The underlying determinants of a nation’s long-run growth are its key infrastructures, ranging from physical and human capital (e.g., education) to its legal and bureaucratic systems. A nation’s priorities determine how much of its budget is focused on maintaining and improving these key infrastructures. As these progressively improve over time, productivity rises, bringing up living standards together with it.

Major events may cause a country to fall under the long-run path into a recession, or to rise above it into inflationary periods. Given the short time horizons of democratically elected governments, most of their attention tends toward smoothing out these business cycles and getting reelected. While governments may differ in their approaches to shortening recessions and reducing inflation, they rarely have the bandwidth to focus on the bigger questions regarding infrastructures that affect the height and the slope of the entire path. Consequently, policy changes in these realms tend to be less significant and long-lasting – hence, the steadiness of the long-run paths.

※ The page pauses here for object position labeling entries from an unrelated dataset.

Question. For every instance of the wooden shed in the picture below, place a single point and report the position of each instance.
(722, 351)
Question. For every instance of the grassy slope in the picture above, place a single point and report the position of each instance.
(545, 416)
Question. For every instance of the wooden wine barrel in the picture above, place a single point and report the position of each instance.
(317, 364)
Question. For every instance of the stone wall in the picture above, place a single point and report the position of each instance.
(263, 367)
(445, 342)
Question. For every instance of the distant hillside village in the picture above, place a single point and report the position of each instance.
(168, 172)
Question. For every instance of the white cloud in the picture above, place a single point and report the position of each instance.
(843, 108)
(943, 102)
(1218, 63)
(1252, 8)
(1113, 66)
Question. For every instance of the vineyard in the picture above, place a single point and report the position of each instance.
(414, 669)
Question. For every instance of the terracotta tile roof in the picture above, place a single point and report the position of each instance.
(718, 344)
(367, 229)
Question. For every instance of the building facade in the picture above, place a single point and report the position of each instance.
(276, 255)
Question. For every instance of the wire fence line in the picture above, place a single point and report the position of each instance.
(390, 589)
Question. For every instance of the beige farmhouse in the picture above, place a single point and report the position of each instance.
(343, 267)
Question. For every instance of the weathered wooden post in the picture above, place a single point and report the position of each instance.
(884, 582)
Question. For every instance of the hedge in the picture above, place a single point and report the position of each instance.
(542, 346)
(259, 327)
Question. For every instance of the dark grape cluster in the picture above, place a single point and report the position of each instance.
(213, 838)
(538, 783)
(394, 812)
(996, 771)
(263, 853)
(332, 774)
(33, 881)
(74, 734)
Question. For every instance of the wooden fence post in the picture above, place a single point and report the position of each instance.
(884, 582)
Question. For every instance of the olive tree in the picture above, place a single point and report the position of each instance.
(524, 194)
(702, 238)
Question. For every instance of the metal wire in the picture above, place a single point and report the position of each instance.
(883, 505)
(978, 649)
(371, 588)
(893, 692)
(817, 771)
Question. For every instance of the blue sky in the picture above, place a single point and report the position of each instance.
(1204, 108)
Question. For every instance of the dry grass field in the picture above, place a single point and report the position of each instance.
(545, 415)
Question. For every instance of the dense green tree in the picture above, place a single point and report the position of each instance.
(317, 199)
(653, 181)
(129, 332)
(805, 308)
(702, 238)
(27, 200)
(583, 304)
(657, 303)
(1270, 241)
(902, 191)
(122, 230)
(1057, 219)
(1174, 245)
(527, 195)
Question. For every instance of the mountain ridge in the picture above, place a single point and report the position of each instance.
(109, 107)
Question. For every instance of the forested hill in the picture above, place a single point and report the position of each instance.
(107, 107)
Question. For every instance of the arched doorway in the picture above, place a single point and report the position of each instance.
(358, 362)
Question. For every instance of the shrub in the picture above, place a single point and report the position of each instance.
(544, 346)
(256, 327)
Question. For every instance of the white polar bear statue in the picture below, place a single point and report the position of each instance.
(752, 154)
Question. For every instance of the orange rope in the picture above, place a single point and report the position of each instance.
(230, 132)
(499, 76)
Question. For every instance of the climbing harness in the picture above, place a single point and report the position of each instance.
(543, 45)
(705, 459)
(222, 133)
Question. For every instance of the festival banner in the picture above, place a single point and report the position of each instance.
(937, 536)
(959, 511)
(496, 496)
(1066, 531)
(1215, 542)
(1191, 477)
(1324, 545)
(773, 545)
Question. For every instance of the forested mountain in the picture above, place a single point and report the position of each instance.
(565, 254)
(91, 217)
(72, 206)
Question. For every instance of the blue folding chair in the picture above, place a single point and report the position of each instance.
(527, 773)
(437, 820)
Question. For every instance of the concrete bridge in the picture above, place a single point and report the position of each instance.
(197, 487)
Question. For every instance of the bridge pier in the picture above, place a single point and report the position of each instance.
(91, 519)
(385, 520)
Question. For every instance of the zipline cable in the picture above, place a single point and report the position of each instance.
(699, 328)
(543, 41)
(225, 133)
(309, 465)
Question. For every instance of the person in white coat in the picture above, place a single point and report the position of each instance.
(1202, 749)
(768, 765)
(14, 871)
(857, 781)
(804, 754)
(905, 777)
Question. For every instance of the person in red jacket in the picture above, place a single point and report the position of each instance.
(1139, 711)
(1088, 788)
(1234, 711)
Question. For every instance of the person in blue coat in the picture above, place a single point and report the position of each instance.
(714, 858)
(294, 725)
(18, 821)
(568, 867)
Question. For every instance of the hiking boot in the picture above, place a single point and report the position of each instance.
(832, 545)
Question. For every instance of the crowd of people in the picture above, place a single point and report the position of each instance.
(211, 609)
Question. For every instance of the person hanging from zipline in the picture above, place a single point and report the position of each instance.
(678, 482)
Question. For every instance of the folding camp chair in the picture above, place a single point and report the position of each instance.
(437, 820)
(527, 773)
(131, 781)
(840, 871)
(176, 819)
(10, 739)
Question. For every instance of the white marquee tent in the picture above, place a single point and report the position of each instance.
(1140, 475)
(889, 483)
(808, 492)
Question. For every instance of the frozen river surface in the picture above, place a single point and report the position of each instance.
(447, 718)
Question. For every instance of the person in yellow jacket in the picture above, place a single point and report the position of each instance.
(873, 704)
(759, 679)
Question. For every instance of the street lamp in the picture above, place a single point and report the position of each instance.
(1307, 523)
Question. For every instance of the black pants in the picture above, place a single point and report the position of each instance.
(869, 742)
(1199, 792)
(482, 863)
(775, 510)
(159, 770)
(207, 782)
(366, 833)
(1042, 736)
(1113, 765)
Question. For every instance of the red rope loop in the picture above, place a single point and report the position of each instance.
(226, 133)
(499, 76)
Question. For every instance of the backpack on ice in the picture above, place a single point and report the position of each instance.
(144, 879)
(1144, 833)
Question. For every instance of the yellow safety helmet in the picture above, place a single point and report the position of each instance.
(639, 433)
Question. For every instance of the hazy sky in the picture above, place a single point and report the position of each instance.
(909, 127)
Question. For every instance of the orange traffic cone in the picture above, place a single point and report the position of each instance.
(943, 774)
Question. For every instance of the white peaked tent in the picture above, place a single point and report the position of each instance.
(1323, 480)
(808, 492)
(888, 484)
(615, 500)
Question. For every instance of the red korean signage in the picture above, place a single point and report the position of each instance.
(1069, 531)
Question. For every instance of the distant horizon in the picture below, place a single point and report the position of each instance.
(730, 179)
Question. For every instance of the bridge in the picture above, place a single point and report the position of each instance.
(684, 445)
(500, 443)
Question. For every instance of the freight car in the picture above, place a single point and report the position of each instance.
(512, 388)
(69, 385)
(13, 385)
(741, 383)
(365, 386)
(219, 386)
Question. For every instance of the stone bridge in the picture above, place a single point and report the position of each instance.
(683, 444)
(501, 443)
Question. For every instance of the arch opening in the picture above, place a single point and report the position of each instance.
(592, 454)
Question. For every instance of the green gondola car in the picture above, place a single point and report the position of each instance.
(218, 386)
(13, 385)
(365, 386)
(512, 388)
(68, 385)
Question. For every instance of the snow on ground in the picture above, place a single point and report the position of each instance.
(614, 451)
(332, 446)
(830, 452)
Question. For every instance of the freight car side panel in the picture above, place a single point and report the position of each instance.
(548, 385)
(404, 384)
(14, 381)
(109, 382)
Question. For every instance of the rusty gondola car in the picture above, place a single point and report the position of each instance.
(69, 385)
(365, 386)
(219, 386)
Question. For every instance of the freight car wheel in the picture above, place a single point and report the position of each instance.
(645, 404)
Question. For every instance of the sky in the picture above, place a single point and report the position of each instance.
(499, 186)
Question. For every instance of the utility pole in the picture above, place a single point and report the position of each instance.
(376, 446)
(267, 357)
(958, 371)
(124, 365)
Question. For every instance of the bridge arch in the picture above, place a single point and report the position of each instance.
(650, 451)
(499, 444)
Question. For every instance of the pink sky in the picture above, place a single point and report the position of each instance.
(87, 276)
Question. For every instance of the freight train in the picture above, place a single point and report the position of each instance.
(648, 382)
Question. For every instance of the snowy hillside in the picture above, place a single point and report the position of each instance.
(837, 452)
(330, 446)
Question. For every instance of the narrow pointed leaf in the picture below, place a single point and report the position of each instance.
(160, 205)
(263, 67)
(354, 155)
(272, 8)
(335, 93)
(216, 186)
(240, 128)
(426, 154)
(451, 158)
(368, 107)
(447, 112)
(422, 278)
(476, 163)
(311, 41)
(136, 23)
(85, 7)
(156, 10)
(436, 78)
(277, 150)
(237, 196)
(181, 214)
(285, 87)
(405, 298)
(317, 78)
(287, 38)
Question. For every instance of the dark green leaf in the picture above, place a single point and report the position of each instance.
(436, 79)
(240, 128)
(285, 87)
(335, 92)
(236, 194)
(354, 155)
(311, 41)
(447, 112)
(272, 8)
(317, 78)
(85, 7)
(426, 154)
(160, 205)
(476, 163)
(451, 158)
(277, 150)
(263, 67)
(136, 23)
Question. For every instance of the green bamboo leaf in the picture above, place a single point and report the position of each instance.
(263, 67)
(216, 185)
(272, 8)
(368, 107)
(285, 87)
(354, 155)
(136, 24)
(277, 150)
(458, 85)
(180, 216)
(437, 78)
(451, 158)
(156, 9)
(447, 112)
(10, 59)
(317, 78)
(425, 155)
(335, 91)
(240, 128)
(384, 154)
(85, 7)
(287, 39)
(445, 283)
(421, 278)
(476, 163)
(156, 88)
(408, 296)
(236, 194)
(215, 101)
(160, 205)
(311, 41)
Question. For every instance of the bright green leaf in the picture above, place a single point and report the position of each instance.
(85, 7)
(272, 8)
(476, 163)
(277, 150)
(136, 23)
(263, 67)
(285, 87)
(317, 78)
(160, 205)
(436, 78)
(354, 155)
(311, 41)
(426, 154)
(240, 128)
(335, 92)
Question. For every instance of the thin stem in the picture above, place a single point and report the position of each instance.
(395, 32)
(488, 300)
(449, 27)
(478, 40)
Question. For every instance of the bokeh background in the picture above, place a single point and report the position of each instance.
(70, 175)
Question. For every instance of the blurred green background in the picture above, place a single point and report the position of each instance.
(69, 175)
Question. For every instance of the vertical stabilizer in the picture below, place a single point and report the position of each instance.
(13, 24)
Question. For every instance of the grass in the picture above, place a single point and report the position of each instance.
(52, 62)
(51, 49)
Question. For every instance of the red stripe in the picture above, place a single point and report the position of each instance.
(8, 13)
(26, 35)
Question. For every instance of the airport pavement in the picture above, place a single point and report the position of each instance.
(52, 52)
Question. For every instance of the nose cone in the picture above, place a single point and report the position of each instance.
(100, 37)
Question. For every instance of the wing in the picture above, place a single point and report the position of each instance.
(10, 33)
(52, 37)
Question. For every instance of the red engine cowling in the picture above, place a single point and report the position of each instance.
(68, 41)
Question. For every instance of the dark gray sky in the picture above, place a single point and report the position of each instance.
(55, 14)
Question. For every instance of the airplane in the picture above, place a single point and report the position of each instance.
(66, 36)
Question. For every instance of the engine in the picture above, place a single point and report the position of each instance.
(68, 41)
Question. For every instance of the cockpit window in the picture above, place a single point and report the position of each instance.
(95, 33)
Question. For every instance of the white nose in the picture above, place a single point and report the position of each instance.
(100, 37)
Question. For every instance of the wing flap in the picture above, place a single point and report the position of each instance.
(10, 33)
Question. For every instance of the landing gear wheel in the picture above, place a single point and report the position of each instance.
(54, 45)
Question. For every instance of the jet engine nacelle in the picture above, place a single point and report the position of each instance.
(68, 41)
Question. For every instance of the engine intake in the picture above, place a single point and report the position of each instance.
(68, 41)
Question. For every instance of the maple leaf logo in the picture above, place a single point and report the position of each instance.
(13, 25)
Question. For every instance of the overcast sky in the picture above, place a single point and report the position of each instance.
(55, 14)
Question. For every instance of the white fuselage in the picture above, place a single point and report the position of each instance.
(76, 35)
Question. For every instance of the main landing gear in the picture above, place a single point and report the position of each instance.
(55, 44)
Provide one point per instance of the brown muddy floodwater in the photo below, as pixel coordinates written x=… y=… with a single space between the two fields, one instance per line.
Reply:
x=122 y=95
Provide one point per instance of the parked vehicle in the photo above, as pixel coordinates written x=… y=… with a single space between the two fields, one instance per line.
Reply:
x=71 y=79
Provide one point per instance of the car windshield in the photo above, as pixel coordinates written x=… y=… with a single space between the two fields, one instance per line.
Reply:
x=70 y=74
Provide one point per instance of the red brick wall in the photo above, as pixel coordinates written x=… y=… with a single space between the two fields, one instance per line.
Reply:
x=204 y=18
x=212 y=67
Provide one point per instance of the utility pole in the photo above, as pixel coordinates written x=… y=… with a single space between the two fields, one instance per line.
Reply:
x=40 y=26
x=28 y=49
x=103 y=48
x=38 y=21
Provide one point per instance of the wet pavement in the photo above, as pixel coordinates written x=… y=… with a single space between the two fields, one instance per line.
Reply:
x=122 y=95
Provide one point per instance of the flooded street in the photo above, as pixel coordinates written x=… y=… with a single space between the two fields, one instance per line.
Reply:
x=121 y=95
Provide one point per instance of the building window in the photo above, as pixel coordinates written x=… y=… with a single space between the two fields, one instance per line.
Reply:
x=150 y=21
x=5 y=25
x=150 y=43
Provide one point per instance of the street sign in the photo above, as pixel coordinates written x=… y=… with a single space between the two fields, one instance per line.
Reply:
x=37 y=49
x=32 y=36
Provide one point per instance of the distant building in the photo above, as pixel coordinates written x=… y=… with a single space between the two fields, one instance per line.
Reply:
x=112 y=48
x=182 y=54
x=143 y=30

Israel has been beset by major events at a pace and magnitude experienced by few – if any – other countries. Major wars, hyperinflation, and massive waves of immigration increasing the country’s population by several orders of magnitude, have combined to give Israelis a sense of skepticism with regard to the applicability of economic “stylized facts” within the country.

And yet, Israel is no exception to this long-run growth rule – while also being a prime example of how a dramatic shift in national priorities can lead to a sharp pivot in the long-run path.